Depois de Hesíodo, nos próximos tempos, mas com incerta cadência, vão aparecer alguns poemas numa espécie de elegia para o verão: sentimentos, lugares e acontecimentos com o Verão num papel de protagonista. Hoje é o poema Meio-Dia de Gabriele D’Annunzio (1863-1938) onde uma intensa comunhão com a natureza se vive.

Meio-Dia

No seu auge o dia.
Sobre o mar etrusco
paira um verde pálido
como o dessepulto
bronze das estátuas.
Tudo tão tranquilo
que à roda não vibra
nem da brisa o hálito;
sequer um arbusto
se move na áspera,
solitária praia.

Bonança, calor,
em tudo silêncio.
O Verão, maduro,
cobre-me a cabeça,
como sendo um fruto
que a mim me pertença,
e colher eu deva
com a minha mão,
e sugar eu deva
com a minha boca.
Nem um só vestígio
de humana presença.
Nada que se ouça,
se me ponho à escuta.
Longe a dor dos homens.
Nem já tenho nome.
Sinto que o meu rosto
se doura de um ouro
que é meridiano;
e que a minha loura
barba já reluz
como a própria areia.
Mesmo o delicado
desenho da onda
na orla da praia
me está no palato,
na palma da mão
regendo-me o tacto.
Toda a minha força
na areia se expande,
no mar se difunde:
minha veia, o rio;
minha fronte, o monte;
o bosque, o meu púbis;
meu suor, a nuvem.
E vivo na flor
de esteva das dunas,
nas pinhas, nos bagos
dos juncos; nas algas,
na flora marinha;
nas coisas exíguas,
nas coisas imensas;
na areia contínua,
de cumes longínquos.
Só ardo e rebrilho.
E nem tenho nome.
Montanhas e ilhas,
bosques e baías
perderam os nomes
que outrora lhes dei
ou tinham outrora
em lábios humanos.
E eu próprio sem nome
nem destino humano:
já só Meio-Dia
agora me chamo.
Vivo em tudo, tácito,
tal e qual a Morte.

Toda a minha vida
se tornou divina.

Tradução de David Mourão-Ferreira

Acompanha o poema a pintura solar de Georges Seurat (1859-1891), génio de curta vida que no espaço de nove anos (1882-1891) produziu um conjunto de pinturas imperecíveis, onde a alegria do mundo se exprime.
Inventor da técnica pontilhista, com um absoluto domínio cientifico da teoria das cores, é a sobreposição de pontos de cores puras a responsável pela textura e efeito das suas pinturas resplandecendo modernidade.

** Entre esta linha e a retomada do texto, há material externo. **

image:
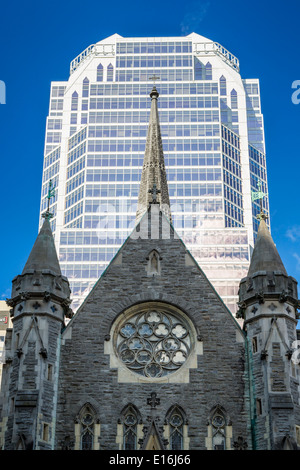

Depois deste conjunto explorando as possibilidades do contraste em diagonal no preenchimento da superfície pictórica, escolhi este segundo grupo onde a horizontal na definição da paisagem surge no seu potencial pictórico.

Termino dando conta, em complemento da pintura inicial, da evolução da técnica aplicada à figura humana.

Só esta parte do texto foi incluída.